Incipit
Bruno Arcieri si era lasciato alle spalle gli addobbi di Natale del Ponte Vecchio e camminava per la stretta via de’ Bardi, con le mani affondate nelle tasche del cappotto.Alzando gli occhi vedeva solo un nastro di cielo grigio e piovigginoso, sopra i tetti dei palazzi medioevali. Che ore erano? Forse già le dieci. Avrebbe dovuto ricomprarsi un orologio.
Romanzo dopo romanzo, Leonardo Gori ci
ha raccontato la lunga carriera, le indagini e le missioni, le storie
personali del colonnello Bruno Arcieri, ex ufficiale del Sim,
carabiniere, fiorentino di nascita, con un passato pesante alle
spalle.
L'abbiamo visto assistere assieme alla
fidanzata Elena al maggio “nero” in cui si sanciva il patto
d'acciaio tra Hitler e Mussolini. La missione in Francia per il Sim,
ai mondiali di calcio.
L'abbiamo seguito mentre attraversava Firenze,
distrutta dalla guerra di liberazione, nell'agosto '44, alla ricerca
di notizie di Elena, alle prese con capolavori della nostra arte da
salvare.
Fino ad arrivare all'alluvione di
Firenze nel '66, l'inchiesta sul misterioso uomo della “musica
nera”, sul passato fascista dell'Italia che ancora non si
riesce a cancellare e che ancora trama nell'ombra.

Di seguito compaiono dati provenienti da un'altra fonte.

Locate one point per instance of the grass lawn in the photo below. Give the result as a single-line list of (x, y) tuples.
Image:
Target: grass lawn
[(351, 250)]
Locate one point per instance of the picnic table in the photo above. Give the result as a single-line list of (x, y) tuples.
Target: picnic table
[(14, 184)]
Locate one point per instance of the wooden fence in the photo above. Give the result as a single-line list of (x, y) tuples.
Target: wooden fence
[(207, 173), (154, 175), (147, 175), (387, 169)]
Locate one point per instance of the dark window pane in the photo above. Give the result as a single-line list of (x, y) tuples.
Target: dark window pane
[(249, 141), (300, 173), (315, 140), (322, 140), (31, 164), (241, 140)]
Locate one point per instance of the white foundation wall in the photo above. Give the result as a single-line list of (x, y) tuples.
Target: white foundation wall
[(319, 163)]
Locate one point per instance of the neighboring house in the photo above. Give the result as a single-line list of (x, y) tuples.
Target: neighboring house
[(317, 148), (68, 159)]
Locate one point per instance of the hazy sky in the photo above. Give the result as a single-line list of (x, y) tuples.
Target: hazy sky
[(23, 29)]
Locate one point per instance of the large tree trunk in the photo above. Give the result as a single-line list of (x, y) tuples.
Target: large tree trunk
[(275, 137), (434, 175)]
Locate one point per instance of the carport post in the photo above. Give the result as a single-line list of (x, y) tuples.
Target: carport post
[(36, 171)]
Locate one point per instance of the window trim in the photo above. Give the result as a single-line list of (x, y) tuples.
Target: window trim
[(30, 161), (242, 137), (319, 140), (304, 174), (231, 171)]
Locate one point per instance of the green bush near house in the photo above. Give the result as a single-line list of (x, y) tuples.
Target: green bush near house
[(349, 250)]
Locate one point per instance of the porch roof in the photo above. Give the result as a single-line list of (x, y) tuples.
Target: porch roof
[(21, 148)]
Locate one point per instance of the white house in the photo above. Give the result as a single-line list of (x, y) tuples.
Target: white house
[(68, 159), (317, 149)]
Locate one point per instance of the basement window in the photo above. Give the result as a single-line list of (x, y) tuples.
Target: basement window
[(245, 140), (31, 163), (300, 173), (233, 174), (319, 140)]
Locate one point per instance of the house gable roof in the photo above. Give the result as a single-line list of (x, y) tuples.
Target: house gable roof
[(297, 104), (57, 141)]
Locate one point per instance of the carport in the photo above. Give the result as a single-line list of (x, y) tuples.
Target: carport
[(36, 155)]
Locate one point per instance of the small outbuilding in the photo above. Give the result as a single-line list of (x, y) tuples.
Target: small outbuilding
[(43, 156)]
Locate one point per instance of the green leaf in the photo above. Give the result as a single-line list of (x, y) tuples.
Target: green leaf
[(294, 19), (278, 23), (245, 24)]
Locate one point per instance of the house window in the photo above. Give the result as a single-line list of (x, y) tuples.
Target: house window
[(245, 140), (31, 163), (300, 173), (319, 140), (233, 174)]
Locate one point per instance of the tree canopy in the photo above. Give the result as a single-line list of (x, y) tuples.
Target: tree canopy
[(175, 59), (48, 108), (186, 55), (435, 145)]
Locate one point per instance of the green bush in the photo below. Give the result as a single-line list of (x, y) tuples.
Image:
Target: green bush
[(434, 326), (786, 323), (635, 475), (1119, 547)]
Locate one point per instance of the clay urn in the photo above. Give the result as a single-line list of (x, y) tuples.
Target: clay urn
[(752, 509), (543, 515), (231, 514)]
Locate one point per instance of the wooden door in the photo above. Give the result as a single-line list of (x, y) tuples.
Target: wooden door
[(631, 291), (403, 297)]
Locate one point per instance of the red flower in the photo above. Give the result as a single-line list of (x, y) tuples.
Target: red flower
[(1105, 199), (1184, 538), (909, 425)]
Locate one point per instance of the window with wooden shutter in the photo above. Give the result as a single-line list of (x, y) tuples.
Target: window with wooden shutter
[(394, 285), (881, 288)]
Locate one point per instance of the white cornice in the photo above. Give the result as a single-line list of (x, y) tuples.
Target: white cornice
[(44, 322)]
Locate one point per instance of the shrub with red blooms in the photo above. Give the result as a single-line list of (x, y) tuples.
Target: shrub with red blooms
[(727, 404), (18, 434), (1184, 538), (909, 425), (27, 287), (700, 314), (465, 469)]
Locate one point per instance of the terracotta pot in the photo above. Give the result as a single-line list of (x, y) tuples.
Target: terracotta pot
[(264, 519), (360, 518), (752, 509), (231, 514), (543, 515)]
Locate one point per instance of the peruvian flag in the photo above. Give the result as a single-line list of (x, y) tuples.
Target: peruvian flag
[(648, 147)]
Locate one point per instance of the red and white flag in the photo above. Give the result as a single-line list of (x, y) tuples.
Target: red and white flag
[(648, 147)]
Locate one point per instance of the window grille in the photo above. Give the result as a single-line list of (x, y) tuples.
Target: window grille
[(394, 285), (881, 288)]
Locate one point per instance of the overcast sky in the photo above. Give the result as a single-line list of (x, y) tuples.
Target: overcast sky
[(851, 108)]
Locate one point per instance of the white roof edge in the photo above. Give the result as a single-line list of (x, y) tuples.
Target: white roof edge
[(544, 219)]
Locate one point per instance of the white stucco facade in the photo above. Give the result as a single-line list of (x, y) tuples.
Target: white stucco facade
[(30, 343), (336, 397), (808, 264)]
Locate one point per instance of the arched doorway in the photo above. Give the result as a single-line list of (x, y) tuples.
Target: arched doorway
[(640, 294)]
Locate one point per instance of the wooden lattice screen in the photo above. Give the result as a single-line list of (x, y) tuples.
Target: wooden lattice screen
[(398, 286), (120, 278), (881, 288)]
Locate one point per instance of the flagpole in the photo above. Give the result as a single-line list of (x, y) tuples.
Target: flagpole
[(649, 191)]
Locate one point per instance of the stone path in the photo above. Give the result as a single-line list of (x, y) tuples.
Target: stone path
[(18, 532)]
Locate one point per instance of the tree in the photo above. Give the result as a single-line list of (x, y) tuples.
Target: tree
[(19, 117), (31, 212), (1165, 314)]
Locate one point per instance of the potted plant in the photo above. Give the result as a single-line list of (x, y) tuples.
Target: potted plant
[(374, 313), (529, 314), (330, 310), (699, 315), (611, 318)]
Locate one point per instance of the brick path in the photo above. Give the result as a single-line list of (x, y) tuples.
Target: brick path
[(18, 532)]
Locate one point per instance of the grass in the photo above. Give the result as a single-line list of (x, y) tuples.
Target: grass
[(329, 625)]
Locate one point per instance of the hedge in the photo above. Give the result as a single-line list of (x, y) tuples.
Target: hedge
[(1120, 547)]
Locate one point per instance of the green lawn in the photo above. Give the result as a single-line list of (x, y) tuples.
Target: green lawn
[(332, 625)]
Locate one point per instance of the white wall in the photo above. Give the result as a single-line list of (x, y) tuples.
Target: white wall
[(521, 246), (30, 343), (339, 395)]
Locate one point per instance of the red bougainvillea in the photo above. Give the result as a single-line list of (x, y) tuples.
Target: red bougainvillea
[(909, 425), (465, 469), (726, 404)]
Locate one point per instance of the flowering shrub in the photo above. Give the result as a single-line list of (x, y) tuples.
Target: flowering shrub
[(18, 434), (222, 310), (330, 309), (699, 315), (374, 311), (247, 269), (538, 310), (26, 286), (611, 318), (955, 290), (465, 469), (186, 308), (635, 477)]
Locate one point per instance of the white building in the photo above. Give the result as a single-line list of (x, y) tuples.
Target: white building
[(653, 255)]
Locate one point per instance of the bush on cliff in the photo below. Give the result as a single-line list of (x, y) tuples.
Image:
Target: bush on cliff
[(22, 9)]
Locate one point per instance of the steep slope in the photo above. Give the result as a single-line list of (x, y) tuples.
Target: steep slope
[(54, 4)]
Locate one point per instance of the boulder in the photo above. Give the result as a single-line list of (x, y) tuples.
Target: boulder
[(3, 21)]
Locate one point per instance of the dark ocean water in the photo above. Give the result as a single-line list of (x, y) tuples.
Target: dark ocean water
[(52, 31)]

Nemici che ora si sono messi sulle sue
tracce e da cui Bruno Arcieri deve guardarsi le spalle: scampato
alla morte dopo l'incidente in macchina, sabotata, a S. Anna di
Stazzema, Arcieri si è rifugiato in Francia a Parigi. Come gli esuli
italiani antifascisti cui il Sim dava la caccia, paradosso per un
servitore fedele dello Stato come Arcieri lo è stato.
Ne “Il
ritorno del colonnello Arcieri” i conti col passato si sono
saldati: tornato in Italia come un barbone, riconosciuto e aiutato
dall'amico commissario Bordelli, Arcieri ha forse chiuso i conti col
suo nemico, l'uomo della “musica nera”.
Ma si è trovato, fuori dall'arma,
fuori dai servizi, in un mondo a lui quasi sconosciuto: siamo
nell'Italia degli anni 60, quella della contestazioni, quella dei
capelloni e della musica rock, difficile da digerire per un amante
del jazz.
Arcieri a Firenze si è ritrovato in
mezzo a questi ragazzi, così diversi da lui, e ne ha apprezzato gli
slanci, l'altruismo, il desiderio di libertà, dell'aprirsi verso un
mondo nuovo.
Il rapporto tra il “vecchio”
Arcieri e i giovani ragazzi della “comune” al centro del
precedente romanzo, è presente anche in quest'ultimo “Non
è tempo di morire”.
No, decisamente, non è tempo di morire
per Arcieri, che qui troviamo finalmente sereno, a fianco di Marie,
la sua amica conosciuta a Parigi e quasi costretto a fare da padre a
Simone, Alessandro, Angela.
“Arcieri era convinto di aver investito bene i suoi soldi, aprendo la trattoria, con l’aiuto decisivo della sua amica Serenella. In quel modo aveva offerto una possibilità a Berta, al rockettaro Simone e al vecchio Maurizio...”.
L'incarico a Milano.
Siamo alla vigilia del Natale del 1969,
l'anno dello sbarco sulla Luna ma anche l'anno della strage alla banca
dell'Agricoltura a Milano, la strage di Piazza Fontana:
“Arcieri pensò ancora alle immagini della strage, diffuse dal telegiornale. La voragine nel salone della banca, i corpi dilaniati, sangue e membra straziate ovunque”.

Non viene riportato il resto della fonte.